ICD-9-CM codes listed on any hospitalization in which the date of admission was between 0 and 364 days after the child’s date of birth are included.
The extremely high proportion of cases missed if restriction was made to the principal diagnosis code field only, particularly for birth defects diagnosed at birth and with smaller likelihood of readmission throughout the first year of life, is due to the common practice of documenting a V30-39 code (indicative of the birth itself) as the principal diagnosis for birth hospitalizations. As such, for nearly all birth hospitalizations, the birth defect will not be documented as the principal diagnosis.
As expected, in both the FBDR and KID, the proportion of cases that would have been missed increased as the number of code fields used to identify cases was decreased.

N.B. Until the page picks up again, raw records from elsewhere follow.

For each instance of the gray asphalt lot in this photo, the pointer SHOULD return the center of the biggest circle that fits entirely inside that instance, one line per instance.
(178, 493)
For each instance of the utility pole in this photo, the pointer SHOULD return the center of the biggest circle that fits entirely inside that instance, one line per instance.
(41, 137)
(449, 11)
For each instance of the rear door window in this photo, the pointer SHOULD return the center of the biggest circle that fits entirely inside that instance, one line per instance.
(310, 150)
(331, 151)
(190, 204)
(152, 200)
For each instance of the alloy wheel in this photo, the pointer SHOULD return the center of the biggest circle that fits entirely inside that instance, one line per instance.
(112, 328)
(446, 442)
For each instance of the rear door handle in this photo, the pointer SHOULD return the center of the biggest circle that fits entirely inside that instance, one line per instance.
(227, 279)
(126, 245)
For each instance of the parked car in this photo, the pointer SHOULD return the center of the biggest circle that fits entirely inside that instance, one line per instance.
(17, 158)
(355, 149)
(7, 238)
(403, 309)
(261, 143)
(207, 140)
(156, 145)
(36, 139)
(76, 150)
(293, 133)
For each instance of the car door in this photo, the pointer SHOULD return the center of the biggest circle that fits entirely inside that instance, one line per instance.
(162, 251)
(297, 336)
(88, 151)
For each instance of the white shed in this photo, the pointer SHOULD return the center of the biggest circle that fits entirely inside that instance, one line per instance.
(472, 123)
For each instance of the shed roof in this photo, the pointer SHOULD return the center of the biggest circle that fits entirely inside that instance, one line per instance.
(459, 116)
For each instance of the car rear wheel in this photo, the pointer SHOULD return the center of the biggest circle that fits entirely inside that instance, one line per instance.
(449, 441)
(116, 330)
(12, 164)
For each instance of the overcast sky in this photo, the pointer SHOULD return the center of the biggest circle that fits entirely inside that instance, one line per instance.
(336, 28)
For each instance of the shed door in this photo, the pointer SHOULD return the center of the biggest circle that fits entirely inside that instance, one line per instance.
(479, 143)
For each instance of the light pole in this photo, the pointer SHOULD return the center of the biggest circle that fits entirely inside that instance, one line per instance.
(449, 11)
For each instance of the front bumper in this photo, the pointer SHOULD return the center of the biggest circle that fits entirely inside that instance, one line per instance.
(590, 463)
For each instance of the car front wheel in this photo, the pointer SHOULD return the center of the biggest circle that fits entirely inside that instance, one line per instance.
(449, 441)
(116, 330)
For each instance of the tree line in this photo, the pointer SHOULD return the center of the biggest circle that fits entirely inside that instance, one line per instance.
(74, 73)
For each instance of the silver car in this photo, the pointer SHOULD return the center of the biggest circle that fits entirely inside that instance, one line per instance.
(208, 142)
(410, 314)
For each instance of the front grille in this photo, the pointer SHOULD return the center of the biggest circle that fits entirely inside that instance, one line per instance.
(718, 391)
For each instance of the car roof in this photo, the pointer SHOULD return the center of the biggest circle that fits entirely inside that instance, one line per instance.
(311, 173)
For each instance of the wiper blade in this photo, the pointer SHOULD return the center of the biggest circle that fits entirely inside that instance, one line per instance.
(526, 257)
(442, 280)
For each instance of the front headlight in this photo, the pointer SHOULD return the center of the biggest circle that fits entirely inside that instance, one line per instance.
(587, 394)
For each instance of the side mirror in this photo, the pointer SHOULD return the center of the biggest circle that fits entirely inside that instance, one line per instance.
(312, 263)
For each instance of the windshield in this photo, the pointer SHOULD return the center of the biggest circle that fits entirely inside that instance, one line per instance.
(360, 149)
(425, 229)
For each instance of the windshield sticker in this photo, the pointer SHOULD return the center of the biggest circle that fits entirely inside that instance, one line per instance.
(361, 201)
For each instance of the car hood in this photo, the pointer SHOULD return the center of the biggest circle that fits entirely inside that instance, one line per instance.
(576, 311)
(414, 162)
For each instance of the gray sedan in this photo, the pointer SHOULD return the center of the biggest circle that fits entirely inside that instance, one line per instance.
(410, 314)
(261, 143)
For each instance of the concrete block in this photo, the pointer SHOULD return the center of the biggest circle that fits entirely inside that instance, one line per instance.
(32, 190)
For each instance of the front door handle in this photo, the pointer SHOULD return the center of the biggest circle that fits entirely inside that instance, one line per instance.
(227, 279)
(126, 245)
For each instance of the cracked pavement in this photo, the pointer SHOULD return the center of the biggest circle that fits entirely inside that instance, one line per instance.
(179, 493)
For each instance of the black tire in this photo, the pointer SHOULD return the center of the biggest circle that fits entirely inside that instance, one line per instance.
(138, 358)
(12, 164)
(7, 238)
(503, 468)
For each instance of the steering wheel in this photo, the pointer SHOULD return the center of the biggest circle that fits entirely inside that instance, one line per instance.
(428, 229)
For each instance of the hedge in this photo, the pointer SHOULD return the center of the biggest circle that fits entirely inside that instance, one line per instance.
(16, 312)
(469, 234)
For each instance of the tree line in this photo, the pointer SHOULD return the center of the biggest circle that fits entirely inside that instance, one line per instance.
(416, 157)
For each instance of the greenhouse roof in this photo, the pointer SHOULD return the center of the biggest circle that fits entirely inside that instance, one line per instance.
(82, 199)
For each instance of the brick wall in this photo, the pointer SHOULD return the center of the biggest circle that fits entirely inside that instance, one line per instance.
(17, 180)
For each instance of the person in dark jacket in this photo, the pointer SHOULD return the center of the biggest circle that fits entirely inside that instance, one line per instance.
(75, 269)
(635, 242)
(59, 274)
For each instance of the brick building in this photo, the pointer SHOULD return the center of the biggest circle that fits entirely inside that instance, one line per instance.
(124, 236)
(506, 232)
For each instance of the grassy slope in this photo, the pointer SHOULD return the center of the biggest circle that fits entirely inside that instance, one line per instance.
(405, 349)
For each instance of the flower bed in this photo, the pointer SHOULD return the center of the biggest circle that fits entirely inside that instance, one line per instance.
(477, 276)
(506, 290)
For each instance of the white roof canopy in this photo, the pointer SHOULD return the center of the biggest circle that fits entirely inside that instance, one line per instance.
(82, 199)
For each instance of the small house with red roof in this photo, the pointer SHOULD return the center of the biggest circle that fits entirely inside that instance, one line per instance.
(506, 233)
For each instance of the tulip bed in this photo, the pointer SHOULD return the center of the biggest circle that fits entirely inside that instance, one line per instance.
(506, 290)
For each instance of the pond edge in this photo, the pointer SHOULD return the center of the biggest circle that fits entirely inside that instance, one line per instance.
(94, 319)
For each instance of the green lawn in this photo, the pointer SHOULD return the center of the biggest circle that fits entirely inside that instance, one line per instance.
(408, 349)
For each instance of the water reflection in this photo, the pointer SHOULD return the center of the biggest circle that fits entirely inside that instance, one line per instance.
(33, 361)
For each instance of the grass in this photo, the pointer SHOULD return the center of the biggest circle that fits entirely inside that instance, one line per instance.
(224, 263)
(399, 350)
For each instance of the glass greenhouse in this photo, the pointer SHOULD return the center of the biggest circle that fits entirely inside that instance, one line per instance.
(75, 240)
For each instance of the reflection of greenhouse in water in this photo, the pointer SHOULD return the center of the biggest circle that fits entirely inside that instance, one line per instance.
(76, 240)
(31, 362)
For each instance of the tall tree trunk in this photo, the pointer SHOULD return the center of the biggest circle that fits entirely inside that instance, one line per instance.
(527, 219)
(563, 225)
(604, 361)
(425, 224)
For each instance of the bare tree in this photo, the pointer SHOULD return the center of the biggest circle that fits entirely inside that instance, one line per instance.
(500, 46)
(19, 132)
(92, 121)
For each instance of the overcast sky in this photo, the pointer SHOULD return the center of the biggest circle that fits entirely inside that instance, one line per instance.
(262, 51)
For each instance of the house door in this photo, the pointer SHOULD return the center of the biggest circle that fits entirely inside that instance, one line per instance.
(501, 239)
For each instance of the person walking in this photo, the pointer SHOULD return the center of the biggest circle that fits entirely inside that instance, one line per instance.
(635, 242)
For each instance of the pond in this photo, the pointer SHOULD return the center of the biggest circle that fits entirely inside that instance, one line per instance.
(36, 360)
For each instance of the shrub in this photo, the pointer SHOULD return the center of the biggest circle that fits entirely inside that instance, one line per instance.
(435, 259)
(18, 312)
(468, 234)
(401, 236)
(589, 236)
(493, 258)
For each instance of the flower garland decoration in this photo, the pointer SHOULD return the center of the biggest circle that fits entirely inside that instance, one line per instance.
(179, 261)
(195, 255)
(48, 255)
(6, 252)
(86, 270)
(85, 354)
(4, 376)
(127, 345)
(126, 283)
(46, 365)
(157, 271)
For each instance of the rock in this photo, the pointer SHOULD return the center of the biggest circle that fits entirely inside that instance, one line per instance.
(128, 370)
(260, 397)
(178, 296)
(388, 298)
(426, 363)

In general, using 25 code fields resulted in a minimal loss of cases overall (0.2%), with no defects missing >4% of cases that would have been captured using all 31 code fields for the FBDR. Using 20 code fields in the KID resulted in a loss of less than 2% for all birth defects compared to the full data with 25 code fields. Restriction to 5 codes would have resulted in failure to capture 10.9% of all birth defect cases, and nearly 84% of cases would have been missed if only the principal diagnosis code were used in the FBDR, with similar findings in the KID. The reason for the extremely high proportion of cases missed when restricting to the principal diagnosis code is due to the common practice of documenting a V30-39 ICD-9-CM code (indicative of the birth) as the principal diagnosis for birth hospitalizations. As such, for defects often diagnosed at birth and for which a repeat defect-related hospitalization in the first year of life is rare, the birth hospitalization is the only inpatient record on which the defect is captured, and since the defect will not be documented as the principal diagnosis on the birth hospitalization, a high proportion of cases would be missed.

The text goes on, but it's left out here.